Un coup de foudre
J’ai du mal à imaginer jouer à Fog of Love autrement qu’en couple, alors même que rares sont les jeux taillés pour cette configuration.
La mécanique est excellente, le plus fou c’est qu’elle parvient à se faire oublier au profit du récit qui s’élabore au fil des décisions tout en parvenant à guider ce récit de rebondissement en rebondissement.
Avec son univers graphique complètement différent de ce dont nous avons l’habitude en jeux de société, Fog of Love a le potentiel pour convaincre les plus réfractaires au jeu de société. Après tout, il suffit de répondre à des tests psychologiques potaches. Derrière cette apparence légère, le jeu est suffisamment bien tourné pour agiter les neurones des gamers exigeants tout en étant suffisamment marqué par son thème pour satisfaire celles et ceux qui préfèrent d’ordinaire consacrer leurs soirées à regarder une série ou un téléfilm.
Le plus fou, c’est qu’à jouer à communiquer par personnages interposés, on développe vraiment une capacité à mieux se parler en vrai. Et c’est plus rigolo qu’une thérapie de couple.

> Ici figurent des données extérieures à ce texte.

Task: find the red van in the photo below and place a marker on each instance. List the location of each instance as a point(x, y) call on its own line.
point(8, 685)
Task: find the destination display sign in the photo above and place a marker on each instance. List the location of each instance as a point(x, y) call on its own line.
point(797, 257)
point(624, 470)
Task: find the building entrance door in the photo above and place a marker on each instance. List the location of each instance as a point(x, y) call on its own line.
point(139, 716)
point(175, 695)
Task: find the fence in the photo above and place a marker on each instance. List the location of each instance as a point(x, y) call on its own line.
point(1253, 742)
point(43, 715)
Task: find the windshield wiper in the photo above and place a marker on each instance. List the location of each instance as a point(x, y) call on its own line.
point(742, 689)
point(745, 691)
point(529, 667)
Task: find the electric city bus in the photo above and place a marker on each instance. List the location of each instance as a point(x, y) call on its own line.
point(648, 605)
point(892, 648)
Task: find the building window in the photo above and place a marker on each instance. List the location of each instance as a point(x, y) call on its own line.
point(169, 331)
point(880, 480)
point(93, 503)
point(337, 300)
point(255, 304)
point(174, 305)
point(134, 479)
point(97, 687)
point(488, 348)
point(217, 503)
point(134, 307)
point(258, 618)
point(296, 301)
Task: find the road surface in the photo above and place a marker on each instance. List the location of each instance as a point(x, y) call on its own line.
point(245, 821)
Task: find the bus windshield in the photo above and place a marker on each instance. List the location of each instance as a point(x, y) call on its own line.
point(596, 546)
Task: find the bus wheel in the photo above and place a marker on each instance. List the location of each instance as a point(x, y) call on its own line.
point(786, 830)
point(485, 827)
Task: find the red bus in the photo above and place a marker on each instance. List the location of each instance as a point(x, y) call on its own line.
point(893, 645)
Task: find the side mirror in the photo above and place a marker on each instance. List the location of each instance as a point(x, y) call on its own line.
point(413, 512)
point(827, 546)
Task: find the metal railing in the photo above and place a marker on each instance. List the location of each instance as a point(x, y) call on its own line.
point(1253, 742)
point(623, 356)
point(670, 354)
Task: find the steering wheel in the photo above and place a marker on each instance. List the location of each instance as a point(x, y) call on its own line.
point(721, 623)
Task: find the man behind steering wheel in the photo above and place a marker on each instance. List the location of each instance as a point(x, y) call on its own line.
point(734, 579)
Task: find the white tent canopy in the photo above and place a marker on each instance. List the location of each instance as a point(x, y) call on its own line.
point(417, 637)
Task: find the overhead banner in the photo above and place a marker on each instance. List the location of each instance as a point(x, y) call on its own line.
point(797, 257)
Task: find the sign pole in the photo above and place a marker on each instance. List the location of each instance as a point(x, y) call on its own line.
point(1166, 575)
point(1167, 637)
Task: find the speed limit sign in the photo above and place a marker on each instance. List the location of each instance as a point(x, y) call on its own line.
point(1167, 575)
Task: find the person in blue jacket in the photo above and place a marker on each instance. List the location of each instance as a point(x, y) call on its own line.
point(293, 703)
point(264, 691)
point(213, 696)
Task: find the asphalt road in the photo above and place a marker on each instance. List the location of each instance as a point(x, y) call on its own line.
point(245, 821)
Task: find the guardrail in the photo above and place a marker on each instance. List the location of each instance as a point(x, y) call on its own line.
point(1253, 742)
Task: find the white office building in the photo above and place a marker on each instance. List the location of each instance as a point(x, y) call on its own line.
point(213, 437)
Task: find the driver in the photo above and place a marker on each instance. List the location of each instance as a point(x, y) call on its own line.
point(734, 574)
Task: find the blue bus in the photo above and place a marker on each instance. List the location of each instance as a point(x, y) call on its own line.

Cerise sur le gâteau, la première partie en forme de tuto intégré permet d’être à armes égales que l’on ait étudié les règles avant ou pas. Comme elle est bien plus courte que les suivantes, c’est aussi une excellente mise en bouche.
Bref, foncez !
Dommage que le jeu n'ait pas trouvé son public en francophonie : ses excellentes extensions ne sont finalement pas sorties dans la langue de Molières. Mais avec le traducteur automatique du téléphone, même les moins à l'aise avec Shakespeare peuvent en profiter.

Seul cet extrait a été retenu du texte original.